On 22/03/11 23:03, Stephen Allen wrote:
Hi Andy,
This is rather long email I'm afraid, but I've split it into two parts:
Parliament and TxTDB comments:
Very helpful indeed. I'll respond to the TxTDB part here -- the
pArliament description is interesting and helpful as to what you plan to
do and how you came to your design decisions.
TxTDB -----
It sounds like you may be describing shadow paging [1]. In shadow
paging, the basic idea is that any reader or writer gets a view onto
the data based on reachability from pointers in a particular root
block. Pages that are reachable from any live root block are never
modified. A vacuum process is required to collect the space from
blocks that are no longer reachable (the last reader out could do it
too). Updates to indexes must be treated in roughly the same way as
data pages, because they contain pointers to different data. If you
wrote each block to disk at commit time the system would belong to
the class of logless transaction systems (although a small log might
be needed to prevent partial updates to the root page pointers).
With a shadow paging system you also would not have to actually copy
the new pages back over top of the old ones.
-Stephen
[1] http://en.wikipedia.org/wiki/Shadow_paging
Sort of shadow paging - the Wikipedia page is describing shadow paging
where a new page is allocated with new page id, with the need to chase
back up any datastructre that refers to the page and change that (the
latter could be in-place or shadow'ed recursed).
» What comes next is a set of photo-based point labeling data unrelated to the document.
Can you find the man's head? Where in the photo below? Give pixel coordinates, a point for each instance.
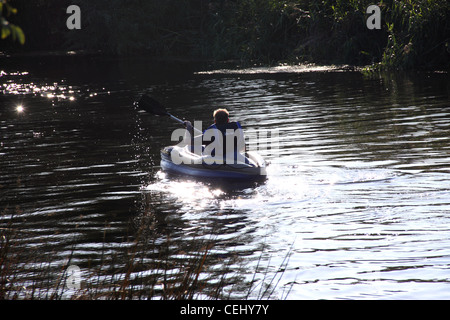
(221, 116)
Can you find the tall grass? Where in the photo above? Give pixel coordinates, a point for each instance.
(143, 270)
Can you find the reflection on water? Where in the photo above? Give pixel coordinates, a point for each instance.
(355, 205)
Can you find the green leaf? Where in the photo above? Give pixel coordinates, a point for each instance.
(5, 32)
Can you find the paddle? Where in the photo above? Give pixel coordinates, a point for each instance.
(153, 106)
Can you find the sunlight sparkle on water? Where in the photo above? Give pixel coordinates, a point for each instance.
(20, 109)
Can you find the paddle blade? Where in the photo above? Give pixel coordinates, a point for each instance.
(149, 104)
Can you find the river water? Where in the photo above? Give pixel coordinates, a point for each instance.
(356, 204)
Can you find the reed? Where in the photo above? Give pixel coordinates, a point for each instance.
(145, 270)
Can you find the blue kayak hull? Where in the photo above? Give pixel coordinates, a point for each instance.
(253, 170)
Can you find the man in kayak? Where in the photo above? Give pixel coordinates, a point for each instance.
(223, 141)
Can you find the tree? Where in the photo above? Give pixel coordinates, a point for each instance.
(7, 28)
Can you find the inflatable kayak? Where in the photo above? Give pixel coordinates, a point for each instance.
(181, 161)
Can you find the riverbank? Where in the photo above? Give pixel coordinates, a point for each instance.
(413, 35)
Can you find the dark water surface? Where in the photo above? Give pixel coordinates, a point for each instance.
(356, 205)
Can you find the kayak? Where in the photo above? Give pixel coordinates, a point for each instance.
(181, 161)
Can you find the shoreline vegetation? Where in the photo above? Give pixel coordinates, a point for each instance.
(143, 270)
(414, 34)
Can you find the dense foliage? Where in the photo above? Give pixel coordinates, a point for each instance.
(414, 33)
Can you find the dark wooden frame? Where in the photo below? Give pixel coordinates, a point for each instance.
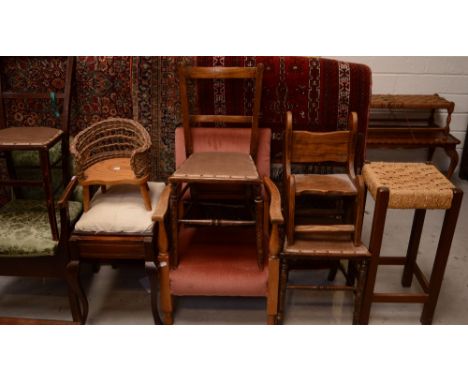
(404, 134)
(338, 147)
(41, 148)
(251, 188)
(431, 287)
(50, 266)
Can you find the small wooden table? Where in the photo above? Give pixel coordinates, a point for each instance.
(217, 168)
(416, 186)
(40, 139)
(405, 126)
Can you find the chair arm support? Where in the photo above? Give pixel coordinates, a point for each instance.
(276, 217)
(163, 205)
(62, 203)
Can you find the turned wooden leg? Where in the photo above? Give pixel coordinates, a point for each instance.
(440, 262)
(452, 153)
(259, 227)
(145, 194)
(282, 291)
(413, 246)
(85, 198)
(77, 297)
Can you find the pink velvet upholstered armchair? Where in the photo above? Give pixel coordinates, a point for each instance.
(222, 261)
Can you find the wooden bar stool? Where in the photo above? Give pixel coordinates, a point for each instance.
(416, 186)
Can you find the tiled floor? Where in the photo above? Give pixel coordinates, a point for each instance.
(118, 296)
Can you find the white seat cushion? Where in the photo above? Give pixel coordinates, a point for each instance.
(120, 210)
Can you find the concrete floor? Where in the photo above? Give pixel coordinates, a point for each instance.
(119, 296)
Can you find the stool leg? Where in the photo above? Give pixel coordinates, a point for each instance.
(259, 226)
(378, 225)
(452, 153)
(440, 262)
(413, 246)
(173, 205)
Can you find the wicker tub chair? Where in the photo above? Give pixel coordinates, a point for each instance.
(110, 152)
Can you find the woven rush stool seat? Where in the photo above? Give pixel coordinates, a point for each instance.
(416, 186)
(411, 185)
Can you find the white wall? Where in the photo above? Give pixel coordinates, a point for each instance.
(447, 76)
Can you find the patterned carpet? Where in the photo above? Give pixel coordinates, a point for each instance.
(319, 92)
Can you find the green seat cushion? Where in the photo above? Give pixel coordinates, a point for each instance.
(27, 158)
(25, 229)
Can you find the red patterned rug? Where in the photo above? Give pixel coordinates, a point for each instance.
(319, 92)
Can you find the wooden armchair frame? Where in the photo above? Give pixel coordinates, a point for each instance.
(273, 219)
(216, 73)
(56, 266)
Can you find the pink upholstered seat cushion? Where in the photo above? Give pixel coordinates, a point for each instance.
(218, 261)
(206, 139)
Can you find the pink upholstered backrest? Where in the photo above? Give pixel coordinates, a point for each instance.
(207, 139)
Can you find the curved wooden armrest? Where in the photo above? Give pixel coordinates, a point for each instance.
(68, 192)
(275, 201)
(163, 204)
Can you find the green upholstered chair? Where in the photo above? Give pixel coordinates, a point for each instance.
(27, 247)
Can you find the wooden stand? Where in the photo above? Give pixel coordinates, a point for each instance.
(417, 195)
(404, 125)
It requires data
structure involvement to chase the references.
I'm thinking of keeping the same page id, and the transactions have a
context that enables them to go to the right place place to find a given
page. The data structures referring to the block do not change; the
"get block 123" step carries out the looking for the right version.
The B+Tree code is already structured around "get block", "put block"
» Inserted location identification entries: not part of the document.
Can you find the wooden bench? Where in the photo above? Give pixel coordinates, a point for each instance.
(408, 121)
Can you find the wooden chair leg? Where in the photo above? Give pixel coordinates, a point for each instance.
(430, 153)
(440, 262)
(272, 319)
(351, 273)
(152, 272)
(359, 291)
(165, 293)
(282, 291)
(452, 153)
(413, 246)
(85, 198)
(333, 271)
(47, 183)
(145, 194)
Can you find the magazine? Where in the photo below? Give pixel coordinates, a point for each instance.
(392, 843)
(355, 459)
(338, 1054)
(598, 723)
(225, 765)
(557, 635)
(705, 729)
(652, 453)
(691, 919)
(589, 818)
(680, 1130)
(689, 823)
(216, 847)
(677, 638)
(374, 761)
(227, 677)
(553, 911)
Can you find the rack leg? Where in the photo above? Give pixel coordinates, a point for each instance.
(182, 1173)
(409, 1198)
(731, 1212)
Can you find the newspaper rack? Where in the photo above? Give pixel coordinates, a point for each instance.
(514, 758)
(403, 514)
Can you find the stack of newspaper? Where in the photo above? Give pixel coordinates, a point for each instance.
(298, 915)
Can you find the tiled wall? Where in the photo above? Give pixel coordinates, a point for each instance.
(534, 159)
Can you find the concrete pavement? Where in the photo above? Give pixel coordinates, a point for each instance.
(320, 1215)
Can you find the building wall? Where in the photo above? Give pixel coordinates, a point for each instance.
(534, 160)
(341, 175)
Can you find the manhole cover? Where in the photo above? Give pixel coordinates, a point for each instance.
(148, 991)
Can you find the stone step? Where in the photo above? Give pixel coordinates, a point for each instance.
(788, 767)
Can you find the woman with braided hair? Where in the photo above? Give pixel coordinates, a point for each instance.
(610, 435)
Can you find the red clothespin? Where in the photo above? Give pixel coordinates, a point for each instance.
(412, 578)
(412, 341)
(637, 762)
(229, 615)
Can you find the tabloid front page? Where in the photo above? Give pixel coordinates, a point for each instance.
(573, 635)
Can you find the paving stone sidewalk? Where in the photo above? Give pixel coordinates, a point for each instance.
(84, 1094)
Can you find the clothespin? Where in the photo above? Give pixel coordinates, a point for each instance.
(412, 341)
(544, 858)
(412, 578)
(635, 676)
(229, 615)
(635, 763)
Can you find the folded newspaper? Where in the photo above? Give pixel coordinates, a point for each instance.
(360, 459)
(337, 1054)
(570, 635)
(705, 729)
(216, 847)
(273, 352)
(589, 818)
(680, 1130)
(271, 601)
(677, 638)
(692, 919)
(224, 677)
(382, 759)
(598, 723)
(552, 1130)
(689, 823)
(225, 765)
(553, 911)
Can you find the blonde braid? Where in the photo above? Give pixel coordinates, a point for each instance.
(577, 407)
operations - one reason this new implementation was done, rather than
pick up an existing one.
http://www.sqlite.org/wal.html
Section "How WAL Works"
which isn't quite the same WAL as Wikipedia either. This WAL is a redo
log without change in-place as the transaction progresses.
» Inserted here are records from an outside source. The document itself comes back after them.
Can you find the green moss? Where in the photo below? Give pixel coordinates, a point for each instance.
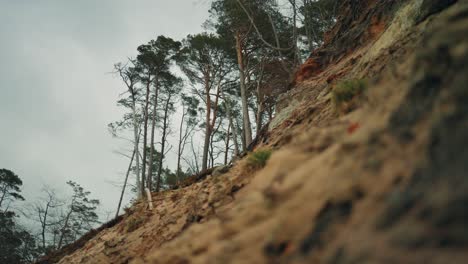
(134, 222)
(345, 93)
(259, 158)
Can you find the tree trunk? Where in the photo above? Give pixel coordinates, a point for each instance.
(231, 123)
(179, 149)
(245, 109)
(145, 134)
(136, 135)
(207, 123)
(44, 224)
(297, 57)
(125, 184)
(150, 168)
(65, 225)
(163, 142)
(227, 143)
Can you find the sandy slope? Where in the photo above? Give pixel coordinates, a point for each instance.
(385, 183)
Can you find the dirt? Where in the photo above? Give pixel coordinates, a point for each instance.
(385, 183)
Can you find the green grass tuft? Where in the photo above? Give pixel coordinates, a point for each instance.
(259, 158)
(345, 93)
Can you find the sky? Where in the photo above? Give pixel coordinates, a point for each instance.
(56, 91)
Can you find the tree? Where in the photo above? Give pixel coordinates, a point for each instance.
(249, 26)
(16, 244)
(79, 217)
(154, 60)
(44, 211)
(189, 118)
(204, 61)
(10, 189)
(130, 77)
(170, 89)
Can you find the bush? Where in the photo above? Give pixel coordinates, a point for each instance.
(346, 93)
(134, 222)
(258, 159)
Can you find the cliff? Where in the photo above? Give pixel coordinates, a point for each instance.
(378, 178)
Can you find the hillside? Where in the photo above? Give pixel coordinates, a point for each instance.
(379, 178)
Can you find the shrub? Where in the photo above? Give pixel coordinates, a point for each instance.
(259, 158)
(134, 222)
(346, 93)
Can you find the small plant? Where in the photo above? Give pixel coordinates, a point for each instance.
(346, 94)
(134, 222)
(259, 158)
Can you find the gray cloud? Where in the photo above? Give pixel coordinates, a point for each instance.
(56, 96)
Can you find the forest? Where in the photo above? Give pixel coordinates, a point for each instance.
(220, 85)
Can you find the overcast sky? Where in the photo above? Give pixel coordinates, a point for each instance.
(56, 94)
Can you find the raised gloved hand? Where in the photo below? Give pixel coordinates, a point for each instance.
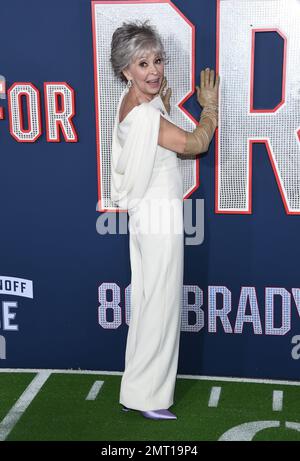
(165, 94)
(208, 92)
(208, 97)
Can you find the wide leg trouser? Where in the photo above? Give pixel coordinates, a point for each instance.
(156, 257)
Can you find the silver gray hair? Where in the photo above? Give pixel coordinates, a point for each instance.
(130, 41)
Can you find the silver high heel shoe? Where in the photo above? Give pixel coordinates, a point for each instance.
(154, 414)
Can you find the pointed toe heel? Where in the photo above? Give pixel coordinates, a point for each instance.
(159, 414)
(125, 408)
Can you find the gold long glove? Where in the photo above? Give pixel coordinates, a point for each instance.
(207, 95)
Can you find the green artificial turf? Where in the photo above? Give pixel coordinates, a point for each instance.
(60, 411)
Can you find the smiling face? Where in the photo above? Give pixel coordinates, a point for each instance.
(146, 73)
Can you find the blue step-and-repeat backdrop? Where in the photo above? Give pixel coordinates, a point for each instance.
(64, 275)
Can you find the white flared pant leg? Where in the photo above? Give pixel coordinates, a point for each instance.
(152, 347)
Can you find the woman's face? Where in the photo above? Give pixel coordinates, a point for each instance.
(146, 73)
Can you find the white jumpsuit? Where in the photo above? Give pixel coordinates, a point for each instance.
(146, 180)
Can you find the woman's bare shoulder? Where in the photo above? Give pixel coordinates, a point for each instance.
(127, 106)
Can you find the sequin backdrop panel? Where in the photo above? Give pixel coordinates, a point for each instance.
(177, 36)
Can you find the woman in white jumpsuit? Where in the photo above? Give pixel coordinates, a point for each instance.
(146, 180)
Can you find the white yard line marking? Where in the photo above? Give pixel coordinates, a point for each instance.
(15, 413)
(277, 400)
(214, 396)
(94, 391)
(120, 373)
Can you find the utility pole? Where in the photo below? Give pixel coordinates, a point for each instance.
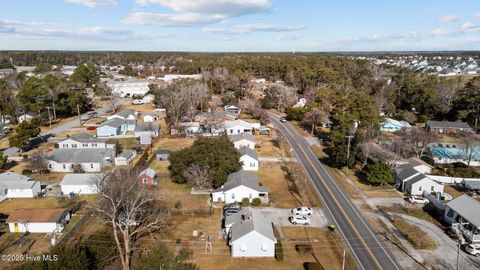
(49, 117)
(79, 116)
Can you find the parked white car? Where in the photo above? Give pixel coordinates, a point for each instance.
(473, 249)
(418, 199)
(296, 219)
(302, 211)
(138, 102)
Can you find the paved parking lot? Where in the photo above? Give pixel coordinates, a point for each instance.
(279, 216)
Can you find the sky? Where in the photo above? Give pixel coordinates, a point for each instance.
(240, 25)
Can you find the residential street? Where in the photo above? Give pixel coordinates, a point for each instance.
(367, 250)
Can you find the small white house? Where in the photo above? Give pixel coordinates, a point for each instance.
(150, 117)
(125, 158)
(238, 127)
(38, 220)
(251, 235)
(249, 159)
(81, 183)
(14, 185)
(243, 140)
(240, 185)
(24, 117)
(420, 165)
(415, 182)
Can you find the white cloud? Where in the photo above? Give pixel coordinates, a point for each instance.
(248, 28)
(449, 18)
(94, 3)
(469, 25)
(195, 12)
(53, 30)
(287, 37)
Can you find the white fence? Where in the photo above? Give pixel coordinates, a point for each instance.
(451, 179)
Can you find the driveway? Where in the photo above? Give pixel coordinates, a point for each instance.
(279, 216)
(445, 256)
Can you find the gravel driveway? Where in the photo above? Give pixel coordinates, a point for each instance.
(279, 216)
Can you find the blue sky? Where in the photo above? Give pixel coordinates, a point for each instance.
(240, 25)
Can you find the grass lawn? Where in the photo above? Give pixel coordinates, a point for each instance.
(20, 203)
(266, 148)
(418, 238)
(452, 191)
(170, 192)
(173, 144)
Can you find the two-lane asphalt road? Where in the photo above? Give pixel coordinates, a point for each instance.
(367, 250)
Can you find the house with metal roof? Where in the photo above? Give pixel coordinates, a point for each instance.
(392, 125)
(463, 214)
(414, 182)
(84, 159)
(125, 157)
(249, 159)
(38, 220)
(239, 185)
(251, 235)
(243, 139)
(81, 183)
(14, 185)
(448, 126)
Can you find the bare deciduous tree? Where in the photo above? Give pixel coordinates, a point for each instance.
(199, 176)
(129, 209)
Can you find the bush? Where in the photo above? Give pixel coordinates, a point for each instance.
(303, 248)
(279, 251)
(256, 202)
(312, 266)
(178, 205)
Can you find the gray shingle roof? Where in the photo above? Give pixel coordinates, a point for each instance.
(243, 136)
(86, 155)
(242, 178)
(448, 124)
(468, 208)
(248, 151)
(84, 137)
(251, 221)
(405, 171)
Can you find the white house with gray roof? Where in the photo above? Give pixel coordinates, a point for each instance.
(14, 185)
(240, 185)
(414, 182)
(243, 140)
(124, 115)
(84, 141)
(251, 234)
(125, 157)
(463, 214)
(81, 183)
(238, 127)
(249, 159)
I hope that one form of compression for new blocks is to use a
block-type compressor so adding a triple to a index is not a copy of the
whole block, but just "shift-insert bytes ABC at offset 123, moving up
old bytes". Most changes in a B+Tree are on one block, not causing
block split or rebalancing. That level of compress takes the block
change down to about "insert triple" size, except there are multiple
indexes. TDB does not store a distinguished triple as such although one
index is considered "primary" but they are all cluster indexes at the
moment. Primary is just the one the code assumes exists and falls back
on although currently only total indexing is done so that never happens.
It would also be possible to reverse the whole thing - copy old data out
of the way and change in-place. That puts the I/O to the database on
the writer critical path, which is random access, whereas redo puts
append+sync on the log as the I/O on the writer critical path.
Andy